Histomorphometric and quantitative analyses in nifedipine and cyclosporine A human gingival overgrowth tissues. A: E-cadherin immunostaining in nifedipine- (NIF) and cyclosporin A– (CSA) induced gingival overgrowth compared with control (CON) in different areas of gingival epithelium (0.09 mm²); n = 7 for nifedipine and cyclosporin A; n = 11 for control. B: Histomorphometric and quantitative analyses of FSP-1 immunostaining in nifedipine- (NIF) and cyclosporin A– (CSA) induced gingival overgrowth tissues compared with control (CON) in different areas of gingival epithelium n = 6 for cyclosporin A; n = 5 for nifedipine; and n = 11 for control.
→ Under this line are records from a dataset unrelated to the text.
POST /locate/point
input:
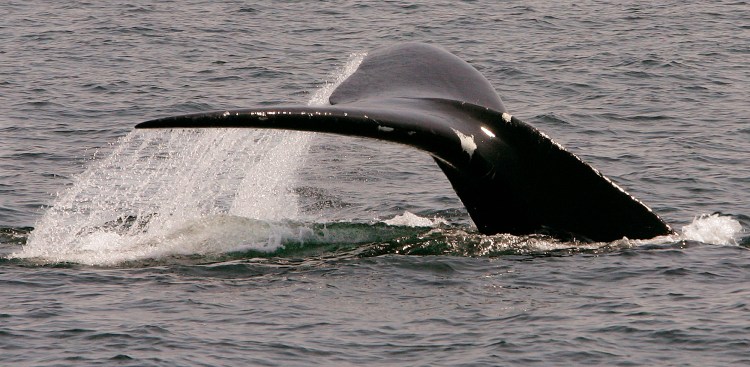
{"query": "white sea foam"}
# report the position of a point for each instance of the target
(409, 219)
(179, 192)
(713, 229)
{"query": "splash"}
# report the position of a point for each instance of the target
(179, 192)
(409, 219)
(713, 229)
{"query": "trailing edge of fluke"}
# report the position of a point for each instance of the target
(511, 177)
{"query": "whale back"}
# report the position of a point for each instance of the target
(419, 71)
(511, 177)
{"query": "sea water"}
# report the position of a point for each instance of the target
(247, 247)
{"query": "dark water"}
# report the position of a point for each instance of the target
(268, 248)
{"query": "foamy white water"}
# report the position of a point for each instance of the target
(177, 192)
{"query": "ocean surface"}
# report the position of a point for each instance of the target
(266, 248)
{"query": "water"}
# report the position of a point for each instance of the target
(232, 247)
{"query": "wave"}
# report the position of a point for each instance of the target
(221, 238)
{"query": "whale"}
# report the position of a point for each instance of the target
(511, 177)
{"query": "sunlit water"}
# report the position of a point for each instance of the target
(246, 247)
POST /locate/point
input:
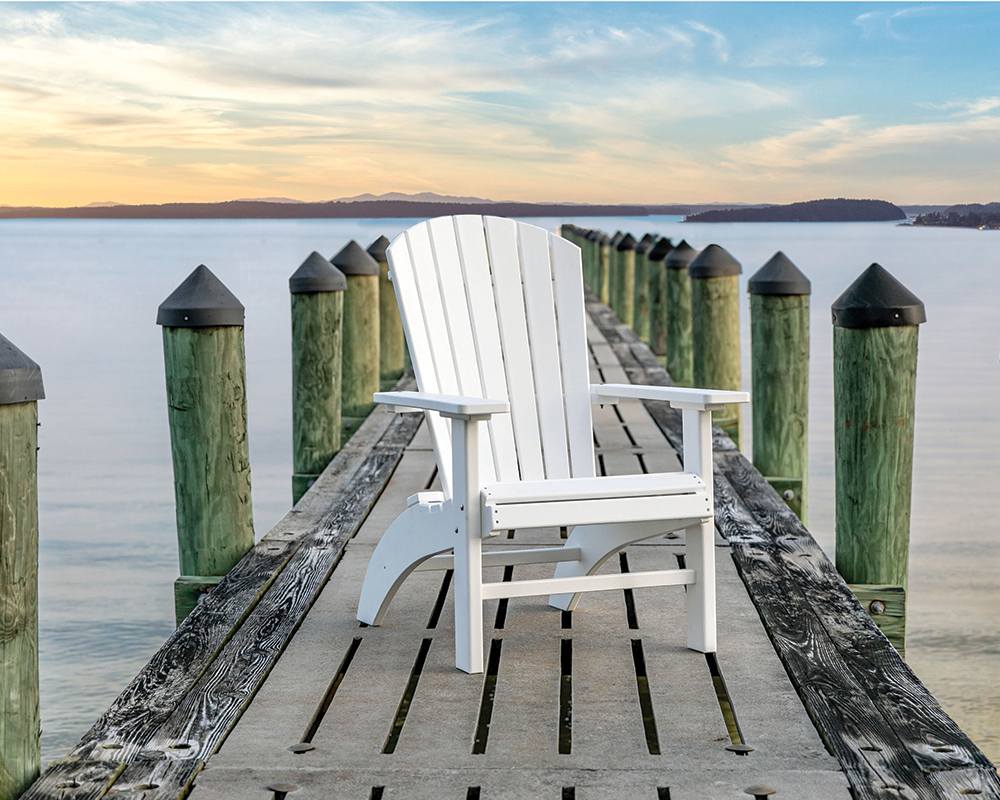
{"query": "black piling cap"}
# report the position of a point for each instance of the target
(713, 262)
(377, 249)
(627, 243)
(877, 300)
(20, 377)
(644, 245)
(352, 260)
(316, 274)
(659, 251)
(201, 301)
(681, 256)
(779, 276)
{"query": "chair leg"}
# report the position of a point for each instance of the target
(700, 556)
(469, 602)
(415, 536)
(597, 544)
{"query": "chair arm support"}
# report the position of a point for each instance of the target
(678, 397)
(447, 405)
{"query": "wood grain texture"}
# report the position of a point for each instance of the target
(20, 724)
(779, 347)
(257, 605)
(207, 410)
(390, 328)
(317, 347)
(869, 707)
(874, 389)
(715, 340)
(603, 289)
(360, 371)
(677, 326)
(657, 293)
(626, 286)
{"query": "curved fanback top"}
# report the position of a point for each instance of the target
(494, 308)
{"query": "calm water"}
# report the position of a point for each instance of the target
(80, 297)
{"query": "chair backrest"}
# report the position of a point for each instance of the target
(494, 308)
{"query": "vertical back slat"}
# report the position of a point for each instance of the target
(501, 238)
(539, 305)
(571, 318)
(492, 369)
(436, 349)
(451, 282)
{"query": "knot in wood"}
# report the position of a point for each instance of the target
(12, 616)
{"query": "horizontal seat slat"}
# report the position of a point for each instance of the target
(611, 486)
(677, 511)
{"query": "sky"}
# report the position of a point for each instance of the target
(649, 102)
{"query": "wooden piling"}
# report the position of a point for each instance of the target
(626, 280)
(20, 724)
(656, 278)
(640, 305)
(317, 296)
(715, 330)
(677, 314)
(205, 369)
(390, 324)
(361, 332)
(616, 273)
(603, 289)
(874, 384)
(779, 346)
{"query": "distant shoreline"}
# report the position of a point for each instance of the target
(368, 209)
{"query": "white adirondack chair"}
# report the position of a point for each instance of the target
(494, 316)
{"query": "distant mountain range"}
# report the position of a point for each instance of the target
(969, 215)
(393, 205)
(396, 205)
(831, 210)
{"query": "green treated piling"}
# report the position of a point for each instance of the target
(715, 330)
(677, 314)
(20, 724)
(361, 332)
(779, 347)
(390, 324)
(626, 281)
(205, 369)
(874, 389)
(640, 305)
(616, 272)
(656, 276)
(603, 289)
(317, 296)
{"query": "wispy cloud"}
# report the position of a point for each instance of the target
(720, 45)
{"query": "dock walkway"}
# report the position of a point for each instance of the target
(271, 689)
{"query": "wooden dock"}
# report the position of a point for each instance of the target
(270, 689)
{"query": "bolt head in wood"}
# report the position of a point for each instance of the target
(877, 300)
(20, 377)
(779, 276)
(352, 260)
(316, 274)
(713, 262)
(201, 301)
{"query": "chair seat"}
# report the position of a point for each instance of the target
(668, 496)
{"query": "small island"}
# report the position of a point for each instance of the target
(985, 217)
(834, 210)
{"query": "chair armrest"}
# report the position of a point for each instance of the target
(678, 397)
(447, 405)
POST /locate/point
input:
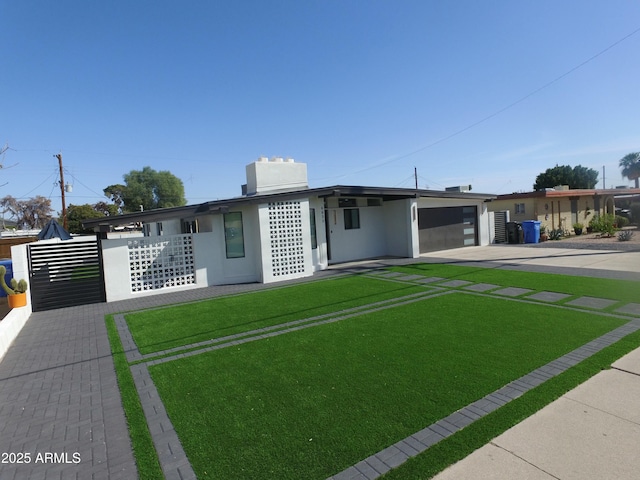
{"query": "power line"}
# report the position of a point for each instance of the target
(503, 109)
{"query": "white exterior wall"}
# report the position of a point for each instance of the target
(486, 225)
(12, 323)
(401, 228)
(275, 175)
(368, 241)
(319, 257)
(211, 265)
(285, 240)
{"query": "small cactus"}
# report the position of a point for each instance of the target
(17, 286)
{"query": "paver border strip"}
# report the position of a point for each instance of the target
(173, 459)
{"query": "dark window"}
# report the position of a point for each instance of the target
(189, 226)
(314, 234)
(233, 235)
(351, 218)
(347, 202)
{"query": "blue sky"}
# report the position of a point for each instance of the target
(361, 91)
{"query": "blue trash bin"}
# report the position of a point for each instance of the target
(8, 276)
(531, 230)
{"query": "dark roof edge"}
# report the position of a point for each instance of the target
(217, 206)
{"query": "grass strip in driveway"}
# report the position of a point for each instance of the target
(143, 449)
(310, 403)
(621, 290)
(166, 328)
(481, 432)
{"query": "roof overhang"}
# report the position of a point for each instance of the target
(223, 206)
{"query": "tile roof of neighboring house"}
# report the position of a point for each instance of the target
(570, 193)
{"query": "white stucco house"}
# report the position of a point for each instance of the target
(281, 229)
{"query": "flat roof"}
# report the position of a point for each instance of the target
(221, 206)
(579, 192)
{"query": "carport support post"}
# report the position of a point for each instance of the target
(64, 207)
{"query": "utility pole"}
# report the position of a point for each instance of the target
(64, 207)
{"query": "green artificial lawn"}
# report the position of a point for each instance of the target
(483, 430)
(311, 403)
(622, 290)
(162, 329)
(143, 449)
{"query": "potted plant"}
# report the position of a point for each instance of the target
(17, 293)
(543, 234)
(577, 228)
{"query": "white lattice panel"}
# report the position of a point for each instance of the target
(161, 262)
(286, 238)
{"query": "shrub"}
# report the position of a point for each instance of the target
(621, 221)
(635, 212)
(625, 236)
(603, 224)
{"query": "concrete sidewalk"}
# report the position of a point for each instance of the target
(591, 432)
(61, 414)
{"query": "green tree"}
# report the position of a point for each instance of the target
(630, 165)
(116, 194)
(149, 189)
(576, 177)
(77, 213)
(32, 213)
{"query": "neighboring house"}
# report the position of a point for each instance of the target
(281, 229)
(559, 207)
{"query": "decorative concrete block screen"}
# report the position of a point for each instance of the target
(161, 262)
(285, 227)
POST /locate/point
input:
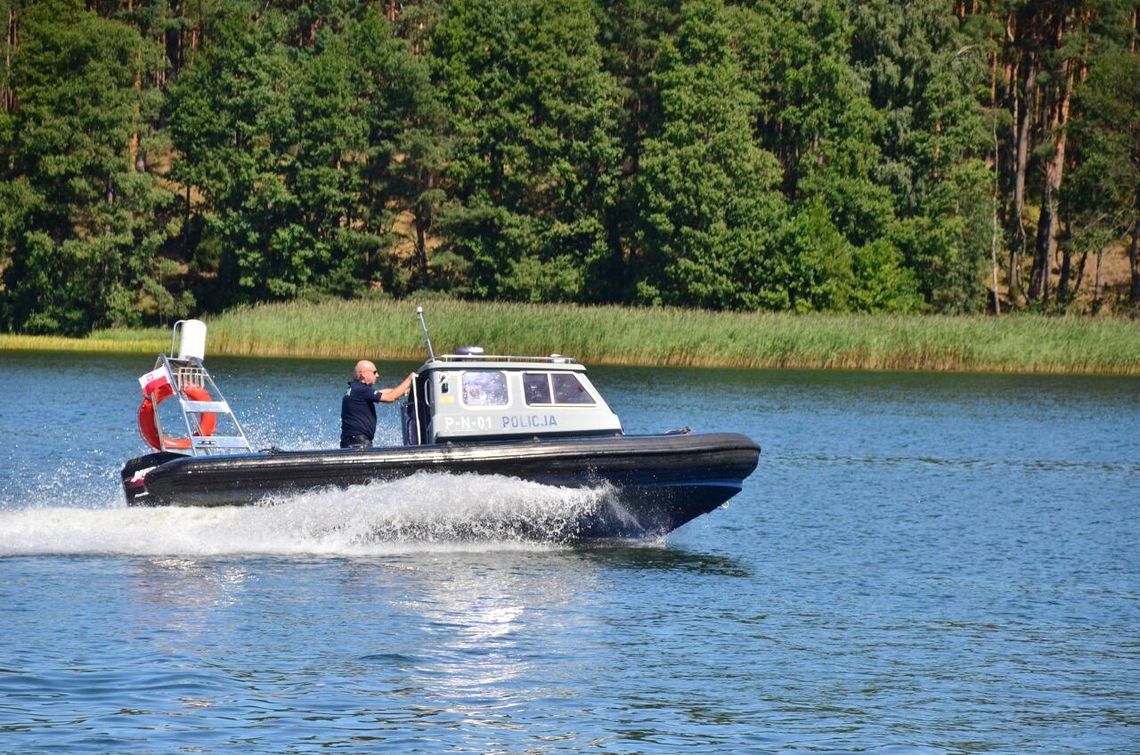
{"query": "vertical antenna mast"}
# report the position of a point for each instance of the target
(431, 351)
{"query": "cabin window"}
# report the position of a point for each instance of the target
(485, 388)
(536, 386)
(554, 388)
(568, 389)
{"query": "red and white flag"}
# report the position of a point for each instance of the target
(154, 380)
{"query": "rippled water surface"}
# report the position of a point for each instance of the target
(943, 563)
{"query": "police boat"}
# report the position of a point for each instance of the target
(536, 419)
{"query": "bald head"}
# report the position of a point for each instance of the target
(366, 372)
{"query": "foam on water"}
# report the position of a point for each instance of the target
(423, 511)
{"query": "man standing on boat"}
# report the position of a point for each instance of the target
(358, 407)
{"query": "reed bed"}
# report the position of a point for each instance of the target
(389, 330)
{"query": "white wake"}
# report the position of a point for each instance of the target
(425, 510)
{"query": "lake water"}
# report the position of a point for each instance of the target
(939, 563)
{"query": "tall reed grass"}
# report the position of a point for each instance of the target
(657, 337)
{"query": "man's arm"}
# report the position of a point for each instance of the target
(389, 395)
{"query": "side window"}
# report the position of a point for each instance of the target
(536, 387)
(483, 388)
(568, 389)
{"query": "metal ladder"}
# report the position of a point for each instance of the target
(182, 375)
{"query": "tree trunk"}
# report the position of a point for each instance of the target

C: Histomorphometric and quantitative analyses of FN-ED-A immunostaining in nifedipine- (NIF) and cyclosporin A– (CSA) induced gingival overgrowth compared with control (CON) in subsulcular and suboral connective tissues; n = 5 for cyclosporin A; n = 5 for nifedipine; and n = 6 for control. Data are means ± SE. Each bar represents 25 μm at a magnification of ×400. *P < 0.05 compared with control by analysis of variance with Bonferroni correction for multiple tests.